Binding of ICAM-1 expressed on cardiomyocytes decreases cardiomyocyte contractility in vitro by altering the intracellular Ca2+ transient. We tested the hypothesis that signaling via ICAM-1 contributes to decreased left ventricular contractility in an in vivo model of systemic inflammation. C57B6 wild-type mice and ICAM-1 knock-out mice were treated with intraperitoneal lipopolysaccharide (LPS) then left ventricular contractility was measured 6 h later using a volume-conductance micromanometer catheter. We repeated this experiment in chimeric mice lacking ICAM-1 expression in bone marrow-derived cells (M-) and/or lacking ICAM-1 expression in the heart and other tissues (H-).
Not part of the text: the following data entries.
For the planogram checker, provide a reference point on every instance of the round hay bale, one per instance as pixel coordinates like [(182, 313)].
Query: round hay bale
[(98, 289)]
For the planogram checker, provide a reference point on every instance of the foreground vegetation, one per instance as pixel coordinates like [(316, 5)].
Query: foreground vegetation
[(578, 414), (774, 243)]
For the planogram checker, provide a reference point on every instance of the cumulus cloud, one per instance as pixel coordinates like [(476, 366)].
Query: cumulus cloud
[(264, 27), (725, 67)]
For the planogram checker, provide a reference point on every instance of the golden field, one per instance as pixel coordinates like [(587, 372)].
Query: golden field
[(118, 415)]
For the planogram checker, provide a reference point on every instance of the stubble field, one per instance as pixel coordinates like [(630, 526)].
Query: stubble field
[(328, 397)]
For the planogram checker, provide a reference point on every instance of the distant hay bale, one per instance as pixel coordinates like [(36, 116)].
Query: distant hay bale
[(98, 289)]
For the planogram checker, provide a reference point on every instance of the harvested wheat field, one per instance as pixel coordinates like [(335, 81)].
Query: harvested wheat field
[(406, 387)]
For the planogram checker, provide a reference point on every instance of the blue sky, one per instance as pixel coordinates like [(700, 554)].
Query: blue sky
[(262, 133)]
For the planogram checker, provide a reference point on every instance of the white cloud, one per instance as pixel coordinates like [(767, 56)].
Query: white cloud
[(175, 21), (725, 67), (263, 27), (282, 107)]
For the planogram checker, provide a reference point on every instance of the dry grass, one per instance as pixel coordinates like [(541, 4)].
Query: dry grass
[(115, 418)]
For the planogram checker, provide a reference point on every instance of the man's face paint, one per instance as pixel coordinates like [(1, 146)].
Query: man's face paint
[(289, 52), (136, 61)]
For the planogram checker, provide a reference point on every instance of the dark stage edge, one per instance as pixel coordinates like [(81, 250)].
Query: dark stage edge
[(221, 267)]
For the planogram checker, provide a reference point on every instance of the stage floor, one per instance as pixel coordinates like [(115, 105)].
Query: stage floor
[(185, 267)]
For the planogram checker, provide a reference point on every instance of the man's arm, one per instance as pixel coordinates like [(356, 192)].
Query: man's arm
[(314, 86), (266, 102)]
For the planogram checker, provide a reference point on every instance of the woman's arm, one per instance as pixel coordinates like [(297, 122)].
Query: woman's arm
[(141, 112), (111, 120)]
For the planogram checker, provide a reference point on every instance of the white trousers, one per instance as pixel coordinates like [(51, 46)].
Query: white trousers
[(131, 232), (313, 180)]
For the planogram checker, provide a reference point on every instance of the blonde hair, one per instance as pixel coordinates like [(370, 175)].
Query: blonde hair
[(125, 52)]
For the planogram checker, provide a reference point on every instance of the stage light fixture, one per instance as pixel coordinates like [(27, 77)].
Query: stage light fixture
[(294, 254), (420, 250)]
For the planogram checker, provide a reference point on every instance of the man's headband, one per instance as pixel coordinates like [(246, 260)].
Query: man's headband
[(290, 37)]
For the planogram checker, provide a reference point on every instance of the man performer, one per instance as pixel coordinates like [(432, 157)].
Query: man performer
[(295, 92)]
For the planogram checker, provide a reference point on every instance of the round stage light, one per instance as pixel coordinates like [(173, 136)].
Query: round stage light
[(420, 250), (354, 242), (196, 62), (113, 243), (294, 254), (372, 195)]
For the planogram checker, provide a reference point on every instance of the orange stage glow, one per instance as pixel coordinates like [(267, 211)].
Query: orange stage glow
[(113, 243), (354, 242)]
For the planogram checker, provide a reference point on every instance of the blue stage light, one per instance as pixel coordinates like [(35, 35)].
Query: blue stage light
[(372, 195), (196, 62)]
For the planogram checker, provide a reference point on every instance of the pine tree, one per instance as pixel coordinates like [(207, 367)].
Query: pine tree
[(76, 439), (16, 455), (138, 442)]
In C57B6 wild-type mice LPS injection significantly increased cardiac ICAM-1 expression and decreased in vivo measures of left ventricular contractility (end-systolic elastance, Ees decreased 58 +/- 4%, p < 0.05, [dP/dtmax]/EDV decreased 60 +/- 6%, p < 0.05). Cyclophosphamide pretreatment to decrease leukocyte count prevented the LPS-induced decrease in contractility. In ICAM-1 knock-out mice LPS did not decrease any measure of contractility. LPS did not decrease left ventricular contractility in M+/H- mice but decreased contractility in M+/H+ and M-/H+ mice to the same extent as in C57B6 wild-type mice implicating the importance of cardiac ICAM-1. We conclude that signaling via cardiac ICAM-1 is necessary to mediate leukocyte-dependent decreases of left ventricular contractility in endotoxemic mice.